La jeune femme peinait à trouver les mots pour expliquer à son frère. Elle formula une phrase dans sa tête, puis reprit :
« - J'ai ce souvenir ... quand nous avions 10 ans ou 9 ans ... et que nous sommes partis ... mais c'est très flou. Et ... je me souviens ...
- De quoi ?
- D'un pokémon ... d'une Delcatty. Tu t'en souviens ?
- Vaguement, oui. Mais pourquoi tu t'es rendue malade comme ça ? Quel est le rapport avec Delcatty ?
- En fait ... »
Sa jumelle lui raconta tout. Dans les moindres détails, même les choses inutiles, futiles. Les souvenirs qui ressurgissaient faisaient mal à John. Il se rappelait leur douleur, leur peur, leurs maigres espoirs ...
« - Mais tout de même, Elise. Ce n'est pas une raison. »
La jeune femme se souvint, sans vraiment savoir pourquoi, du temps ou encore il l'appelait sœurette. Avant qu'il ne soit toujours en déplacements. Avant que son travail ne prenne une place plus grosse que celle de sa famille dans sa vie. Repensant à ceci, elle s'énerva un peu :
« - Si. C'en est une. Tu n'as vécu la même chose que moi. Tu ne peux pas savoir.
- Mais enfin ! J'étais avec toi, nous étions 24h sur 24 ensemble !
- C'est faux ! C'est quand même moi qui t'ai proposé de partir, qui t'a redonné espoir ! Sinon, tu ne serais jamais parti ! Et puis, moi, au moins, j'essayais, avec elle, de trouver des solutions ! Et c'est seulement après que tu as accepté !
- Elise ! Ce que tu dis ne se suit pas ! Tu dois être fatiguée avec ses médicaments, c'est pour ça. »
Elise s'énerva alors vraiment. Son frère niait l'évidence, changeait de sujet. C'était à cause des douloureux souvenirs qui revenaient, mais elle ne le comprit pas comme ça.
« - John ! Arrête ! Arrête de divaguer ! Et d'abord, je ne suis PAS FATIGUÉE ! » Cria Elise en se levant d'un bond.
- Mais arrête-toi ! Tu dois rester coucher, tu le sais bien ! Tu n'es pas remise !
- Tu viens ici pour me narguer, hein c'est ça, tu es libre d'aller où tu veux toi. Tu ne dois pas rester ATTACHE A UN LIT, toi !
- D'abord, tu n'es pas attachée, et je ne viens pas ici pour te narguer ... »
John essayait vainement de raisonner Elise, mais trop tard. Elle était déchainée, et sa colère avait repris le dessus. Elle voulait sortir, ne plus être surveillée sans arrêt, ne plus être comme un animal en cage. Celle-ci agrippa John de ses frêles bras, et l'empêcha malgré son état d'appeler un infirmier.
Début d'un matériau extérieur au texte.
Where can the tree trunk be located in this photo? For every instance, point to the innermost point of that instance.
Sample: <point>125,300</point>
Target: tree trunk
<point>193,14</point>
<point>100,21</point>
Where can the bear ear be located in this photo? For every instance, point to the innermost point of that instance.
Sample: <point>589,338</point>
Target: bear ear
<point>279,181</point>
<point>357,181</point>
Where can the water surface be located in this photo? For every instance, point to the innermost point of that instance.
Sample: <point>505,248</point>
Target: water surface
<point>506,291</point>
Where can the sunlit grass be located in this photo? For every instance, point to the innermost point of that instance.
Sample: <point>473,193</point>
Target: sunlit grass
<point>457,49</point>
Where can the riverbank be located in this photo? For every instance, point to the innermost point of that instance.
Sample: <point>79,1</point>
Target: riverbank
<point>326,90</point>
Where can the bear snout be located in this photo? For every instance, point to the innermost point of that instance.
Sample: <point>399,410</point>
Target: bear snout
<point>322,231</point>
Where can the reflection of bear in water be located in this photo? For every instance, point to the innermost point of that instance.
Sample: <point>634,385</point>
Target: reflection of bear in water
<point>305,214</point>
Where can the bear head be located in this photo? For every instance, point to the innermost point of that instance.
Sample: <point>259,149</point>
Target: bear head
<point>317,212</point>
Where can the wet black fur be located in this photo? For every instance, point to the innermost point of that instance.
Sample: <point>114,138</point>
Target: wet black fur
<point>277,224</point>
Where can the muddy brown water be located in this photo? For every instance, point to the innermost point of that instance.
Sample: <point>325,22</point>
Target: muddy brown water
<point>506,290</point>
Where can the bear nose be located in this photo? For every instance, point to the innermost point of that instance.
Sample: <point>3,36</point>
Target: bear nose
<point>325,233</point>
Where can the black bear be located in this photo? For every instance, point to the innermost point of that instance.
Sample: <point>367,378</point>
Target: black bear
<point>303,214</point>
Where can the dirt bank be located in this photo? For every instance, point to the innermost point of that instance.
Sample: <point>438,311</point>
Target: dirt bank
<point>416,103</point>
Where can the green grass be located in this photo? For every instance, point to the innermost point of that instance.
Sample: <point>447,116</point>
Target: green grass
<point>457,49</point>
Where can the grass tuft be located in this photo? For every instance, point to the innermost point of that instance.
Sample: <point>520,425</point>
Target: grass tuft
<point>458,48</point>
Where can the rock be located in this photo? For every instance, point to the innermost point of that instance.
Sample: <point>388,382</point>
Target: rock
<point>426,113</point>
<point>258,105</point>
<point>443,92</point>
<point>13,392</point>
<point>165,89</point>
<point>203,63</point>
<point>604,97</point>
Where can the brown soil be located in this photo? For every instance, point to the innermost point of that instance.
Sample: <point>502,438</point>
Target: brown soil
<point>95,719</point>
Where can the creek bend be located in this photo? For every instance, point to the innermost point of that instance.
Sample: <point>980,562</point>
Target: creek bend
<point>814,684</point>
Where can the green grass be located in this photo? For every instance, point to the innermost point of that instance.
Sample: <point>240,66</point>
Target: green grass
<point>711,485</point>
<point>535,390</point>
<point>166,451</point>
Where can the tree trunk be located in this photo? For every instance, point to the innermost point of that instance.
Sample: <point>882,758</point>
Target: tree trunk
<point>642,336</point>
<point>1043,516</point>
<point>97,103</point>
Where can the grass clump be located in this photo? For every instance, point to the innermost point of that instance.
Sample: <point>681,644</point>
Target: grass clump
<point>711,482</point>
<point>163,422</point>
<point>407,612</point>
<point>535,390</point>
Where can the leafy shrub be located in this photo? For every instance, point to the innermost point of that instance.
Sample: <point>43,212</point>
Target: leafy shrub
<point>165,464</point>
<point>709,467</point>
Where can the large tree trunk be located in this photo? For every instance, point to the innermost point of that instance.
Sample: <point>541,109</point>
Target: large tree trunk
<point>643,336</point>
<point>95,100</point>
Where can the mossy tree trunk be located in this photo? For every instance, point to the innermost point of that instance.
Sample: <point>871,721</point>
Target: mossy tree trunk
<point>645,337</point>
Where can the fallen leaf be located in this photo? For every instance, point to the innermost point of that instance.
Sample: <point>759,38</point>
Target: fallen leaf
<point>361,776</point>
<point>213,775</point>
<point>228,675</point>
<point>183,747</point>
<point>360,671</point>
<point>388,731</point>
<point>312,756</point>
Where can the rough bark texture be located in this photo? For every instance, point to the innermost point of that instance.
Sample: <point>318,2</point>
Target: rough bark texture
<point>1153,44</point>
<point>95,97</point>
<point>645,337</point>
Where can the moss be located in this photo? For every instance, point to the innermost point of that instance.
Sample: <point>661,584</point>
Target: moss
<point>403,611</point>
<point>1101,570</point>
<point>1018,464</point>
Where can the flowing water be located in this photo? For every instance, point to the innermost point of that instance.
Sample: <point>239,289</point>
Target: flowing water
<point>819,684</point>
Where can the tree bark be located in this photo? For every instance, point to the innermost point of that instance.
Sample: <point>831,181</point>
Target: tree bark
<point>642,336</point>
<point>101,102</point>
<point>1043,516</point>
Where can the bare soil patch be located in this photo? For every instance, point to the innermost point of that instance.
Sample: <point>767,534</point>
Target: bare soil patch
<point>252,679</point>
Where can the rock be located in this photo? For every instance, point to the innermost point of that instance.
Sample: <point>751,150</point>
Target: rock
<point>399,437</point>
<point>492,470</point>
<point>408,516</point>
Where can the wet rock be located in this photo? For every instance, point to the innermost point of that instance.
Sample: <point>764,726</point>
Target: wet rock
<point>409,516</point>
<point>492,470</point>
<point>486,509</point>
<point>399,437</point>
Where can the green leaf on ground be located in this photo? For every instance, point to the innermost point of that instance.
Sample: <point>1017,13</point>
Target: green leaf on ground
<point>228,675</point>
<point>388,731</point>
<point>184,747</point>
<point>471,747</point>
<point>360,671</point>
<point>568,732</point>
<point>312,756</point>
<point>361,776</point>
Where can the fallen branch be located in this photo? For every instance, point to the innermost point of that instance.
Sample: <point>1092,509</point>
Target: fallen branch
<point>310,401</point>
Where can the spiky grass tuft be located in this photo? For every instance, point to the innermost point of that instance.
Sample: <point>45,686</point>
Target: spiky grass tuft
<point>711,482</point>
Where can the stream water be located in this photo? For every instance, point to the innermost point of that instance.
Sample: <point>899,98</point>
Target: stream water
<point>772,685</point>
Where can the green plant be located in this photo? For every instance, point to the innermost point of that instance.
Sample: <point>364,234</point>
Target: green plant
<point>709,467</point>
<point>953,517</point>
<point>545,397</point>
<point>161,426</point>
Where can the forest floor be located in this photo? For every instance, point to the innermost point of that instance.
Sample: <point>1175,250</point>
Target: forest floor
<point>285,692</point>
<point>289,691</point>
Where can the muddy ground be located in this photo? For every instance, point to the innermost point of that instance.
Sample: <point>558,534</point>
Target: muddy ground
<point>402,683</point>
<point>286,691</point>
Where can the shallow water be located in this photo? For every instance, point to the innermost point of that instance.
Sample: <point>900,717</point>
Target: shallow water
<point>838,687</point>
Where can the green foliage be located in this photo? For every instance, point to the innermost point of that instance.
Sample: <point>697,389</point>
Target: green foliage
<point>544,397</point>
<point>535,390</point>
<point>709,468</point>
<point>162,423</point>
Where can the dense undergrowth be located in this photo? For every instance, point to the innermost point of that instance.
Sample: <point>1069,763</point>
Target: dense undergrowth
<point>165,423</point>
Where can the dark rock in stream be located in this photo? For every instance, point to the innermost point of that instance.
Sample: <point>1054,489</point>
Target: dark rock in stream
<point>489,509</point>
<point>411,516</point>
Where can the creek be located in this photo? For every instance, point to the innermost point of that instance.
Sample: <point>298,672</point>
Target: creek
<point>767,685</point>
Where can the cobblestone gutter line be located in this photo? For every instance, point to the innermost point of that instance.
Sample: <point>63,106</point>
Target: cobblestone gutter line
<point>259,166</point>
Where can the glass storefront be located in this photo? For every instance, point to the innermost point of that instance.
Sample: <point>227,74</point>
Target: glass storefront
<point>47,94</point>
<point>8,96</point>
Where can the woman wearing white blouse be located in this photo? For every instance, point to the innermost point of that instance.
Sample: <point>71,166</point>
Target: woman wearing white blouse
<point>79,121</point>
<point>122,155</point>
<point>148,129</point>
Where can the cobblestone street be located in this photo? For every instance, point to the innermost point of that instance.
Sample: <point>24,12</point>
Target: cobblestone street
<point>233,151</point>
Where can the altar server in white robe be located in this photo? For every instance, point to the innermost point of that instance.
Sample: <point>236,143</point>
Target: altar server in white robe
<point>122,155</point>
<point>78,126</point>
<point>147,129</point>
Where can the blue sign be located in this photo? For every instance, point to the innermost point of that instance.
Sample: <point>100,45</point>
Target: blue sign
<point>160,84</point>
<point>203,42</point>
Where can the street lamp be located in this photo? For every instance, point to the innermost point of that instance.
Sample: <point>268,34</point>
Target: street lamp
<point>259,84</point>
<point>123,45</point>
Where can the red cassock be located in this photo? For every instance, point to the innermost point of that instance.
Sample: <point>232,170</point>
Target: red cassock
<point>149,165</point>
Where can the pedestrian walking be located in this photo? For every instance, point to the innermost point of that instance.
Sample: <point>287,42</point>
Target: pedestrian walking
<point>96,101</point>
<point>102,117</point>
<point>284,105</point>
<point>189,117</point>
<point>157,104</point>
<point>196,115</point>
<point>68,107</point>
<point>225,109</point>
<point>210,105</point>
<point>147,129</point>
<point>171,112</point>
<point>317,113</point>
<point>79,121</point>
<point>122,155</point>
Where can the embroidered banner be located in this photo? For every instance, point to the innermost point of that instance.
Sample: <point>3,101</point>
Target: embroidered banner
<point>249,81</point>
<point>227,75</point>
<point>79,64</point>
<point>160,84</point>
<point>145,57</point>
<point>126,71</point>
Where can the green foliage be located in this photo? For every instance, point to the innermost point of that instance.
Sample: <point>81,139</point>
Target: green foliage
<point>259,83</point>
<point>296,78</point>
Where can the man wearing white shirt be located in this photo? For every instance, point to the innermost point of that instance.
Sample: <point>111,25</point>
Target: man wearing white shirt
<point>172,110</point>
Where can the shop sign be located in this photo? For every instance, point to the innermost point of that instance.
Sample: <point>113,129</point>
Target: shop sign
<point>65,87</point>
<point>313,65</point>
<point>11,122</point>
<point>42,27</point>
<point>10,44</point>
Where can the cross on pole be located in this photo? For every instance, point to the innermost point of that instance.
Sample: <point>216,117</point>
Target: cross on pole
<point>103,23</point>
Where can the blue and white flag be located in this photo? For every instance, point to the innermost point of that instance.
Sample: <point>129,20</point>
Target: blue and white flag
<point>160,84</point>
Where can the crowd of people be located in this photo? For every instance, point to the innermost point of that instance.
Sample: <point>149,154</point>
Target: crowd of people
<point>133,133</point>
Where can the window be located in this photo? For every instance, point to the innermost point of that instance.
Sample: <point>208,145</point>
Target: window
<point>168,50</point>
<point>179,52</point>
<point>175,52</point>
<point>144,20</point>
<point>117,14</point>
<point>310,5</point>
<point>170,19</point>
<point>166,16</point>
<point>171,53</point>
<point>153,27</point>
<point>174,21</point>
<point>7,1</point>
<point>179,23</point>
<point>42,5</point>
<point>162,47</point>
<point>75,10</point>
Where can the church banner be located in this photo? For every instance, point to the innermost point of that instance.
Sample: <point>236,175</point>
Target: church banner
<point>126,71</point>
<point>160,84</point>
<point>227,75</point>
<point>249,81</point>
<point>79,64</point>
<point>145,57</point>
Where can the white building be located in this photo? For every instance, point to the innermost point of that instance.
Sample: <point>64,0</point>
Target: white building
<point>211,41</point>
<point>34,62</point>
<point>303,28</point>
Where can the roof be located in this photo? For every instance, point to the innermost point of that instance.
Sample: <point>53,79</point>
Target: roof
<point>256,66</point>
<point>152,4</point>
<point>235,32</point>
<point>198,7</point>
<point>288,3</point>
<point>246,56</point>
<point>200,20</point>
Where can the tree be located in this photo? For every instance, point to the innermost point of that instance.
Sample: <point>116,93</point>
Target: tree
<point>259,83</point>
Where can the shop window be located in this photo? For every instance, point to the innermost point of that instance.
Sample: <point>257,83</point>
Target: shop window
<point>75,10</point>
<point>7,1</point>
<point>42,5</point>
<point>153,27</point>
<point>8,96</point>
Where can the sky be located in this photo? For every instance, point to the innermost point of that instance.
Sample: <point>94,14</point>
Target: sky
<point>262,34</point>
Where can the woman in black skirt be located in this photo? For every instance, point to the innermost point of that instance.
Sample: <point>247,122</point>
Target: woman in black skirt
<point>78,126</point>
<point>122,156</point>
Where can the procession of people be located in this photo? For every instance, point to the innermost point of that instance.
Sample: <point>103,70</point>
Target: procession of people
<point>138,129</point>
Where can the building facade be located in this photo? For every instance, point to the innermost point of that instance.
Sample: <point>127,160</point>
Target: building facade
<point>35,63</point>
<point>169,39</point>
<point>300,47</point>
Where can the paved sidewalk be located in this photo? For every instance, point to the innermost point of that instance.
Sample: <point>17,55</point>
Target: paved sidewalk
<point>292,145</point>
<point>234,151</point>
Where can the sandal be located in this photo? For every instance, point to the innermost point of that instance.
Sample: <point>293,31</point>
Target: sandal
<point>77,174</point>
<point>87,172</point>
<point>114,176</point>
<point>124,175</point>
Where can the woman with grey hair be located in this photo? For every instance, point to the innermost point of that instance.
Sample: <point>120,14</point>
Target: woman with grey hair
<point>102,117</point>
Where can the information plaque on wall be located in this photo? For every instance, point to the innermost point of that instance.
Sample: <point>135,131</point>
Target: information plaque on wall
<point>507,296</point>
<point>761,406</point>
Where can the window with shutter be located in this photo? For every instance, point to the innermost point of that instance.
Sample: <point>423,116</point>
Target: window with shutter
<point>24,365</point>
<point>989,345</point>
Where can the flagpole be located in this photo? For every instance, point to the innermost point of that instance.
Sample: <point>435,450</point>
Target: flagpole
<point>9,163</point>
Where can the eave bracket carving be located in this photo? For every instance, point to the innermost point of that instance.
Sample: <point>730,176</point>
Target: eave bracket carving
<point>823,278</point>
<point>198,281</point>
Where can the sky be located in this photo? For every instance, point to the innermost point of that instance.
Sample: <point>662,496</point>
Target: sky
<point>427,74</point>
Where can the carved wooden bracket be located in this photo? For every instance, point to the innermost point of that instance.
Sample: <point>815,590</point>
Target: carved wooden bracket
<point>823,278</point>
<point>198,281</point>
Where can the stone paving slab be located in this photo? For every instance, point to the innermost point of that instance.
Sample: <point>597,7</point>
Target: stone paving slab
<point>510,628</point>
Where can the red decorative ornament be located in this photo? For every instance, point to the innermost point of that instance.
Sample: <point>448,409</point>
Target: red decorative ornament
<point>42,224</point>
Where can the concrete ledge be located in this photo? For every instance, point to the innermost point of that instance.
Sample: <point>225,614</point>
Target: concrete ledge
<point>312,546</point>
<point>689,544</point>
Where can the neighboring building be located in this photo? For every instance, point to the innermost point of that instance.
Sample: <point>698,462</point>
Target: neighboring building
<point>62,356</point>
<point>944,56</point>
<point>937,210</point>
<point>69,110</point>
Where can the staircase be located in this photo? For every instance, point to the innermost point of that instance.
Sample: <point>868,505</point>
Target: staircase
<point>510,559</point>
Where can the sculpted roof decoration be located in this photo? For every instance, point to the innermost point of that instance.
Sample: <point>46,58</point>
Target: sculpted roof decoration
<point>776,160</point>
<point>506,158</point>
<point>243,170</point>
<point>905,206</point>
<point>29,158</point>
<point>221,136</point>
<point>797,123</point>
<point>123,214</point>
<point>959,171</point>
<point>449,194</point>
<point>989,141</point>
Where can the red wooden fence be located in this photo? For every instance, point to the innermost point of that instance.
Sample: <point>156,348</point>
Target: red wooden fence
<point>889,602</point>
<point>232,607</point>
« - NON ! C'est entre TOI et MOI ! Pas avec un INCONNU ! « hurla-elle en insistant sur les mots.
Mais trop tard. Les cris avaient alerté le personnel qui débarquait dans la chambre et qui immobilisa Elise. Cette dernière chercha machinalement des pokéballs à sa ceinture, et se souvint qu'on lui avait confisqué ses pokémons jugés dangereux à son entrée. Une raison de plus qui faisait qu'elle ne supportait pas l'hôpital.
Les infirmiers administrèrent un calmant à Elise puis demandèrent à John de regagner la sortie. Celui-ci regardait Elise, peiné.
« - Tu me le payeras, John, tu me le payeras. »
Celui-ci jeta un dernier coup d'œil à sa jumelle, puis dirigea son regard vers la porte.
« - Je suis désolé. »
Et il parti sans se retourner, mais avec plein de pensées pour sa sœur dans sa tête.